The production and handling of C₄F₇N are currently more expensive compared to SF₆. The complex manufacturing process of C₄F₇N, as well as the need for special handling and storage due to its properties, contribute to the high cost. Additionally, since C₄F₇N often needs to be used in mixtures with buffer gases, the cost of formulating and ensuring the quality of these mixtures also adds to the overall expense. This high cost is a significant barrier to the widespread adoption of C₄F₇N - based technologies in the power industry, especially for large - scale projects where cost - effectiveness is a crucial consideration.

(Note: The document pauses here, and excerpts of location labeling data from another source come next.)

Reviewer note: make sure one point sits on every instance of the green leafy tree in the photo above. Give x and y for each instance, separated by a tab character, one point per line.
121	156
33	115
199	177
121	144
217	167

Despite the challenges, the future of C₄F₇N as an environmentally friendly insulating gas looks promising. With continuous research and development efforts, it is expected that solutions to the current problems will be found. For example, research into new materials that are more compatible with C₄F₇N is ongoing, which could lead to the development of more reliable and long - lasting electrical equipment. In terms of safety, further studies on the decomposition products of C₄F₇N will help in formulating more effective safety protocols and developing adsorbents or filters to remove toxic by - products. As the production scale of C₄F₇N increases, economies of scale are likely to reduce its cost, making it more competitive in the market. Overall, C₄F₇N has the potential to play a significant role in the transition towards a more sustainable and environmentally friendly power transmission and distribution system in the coming years.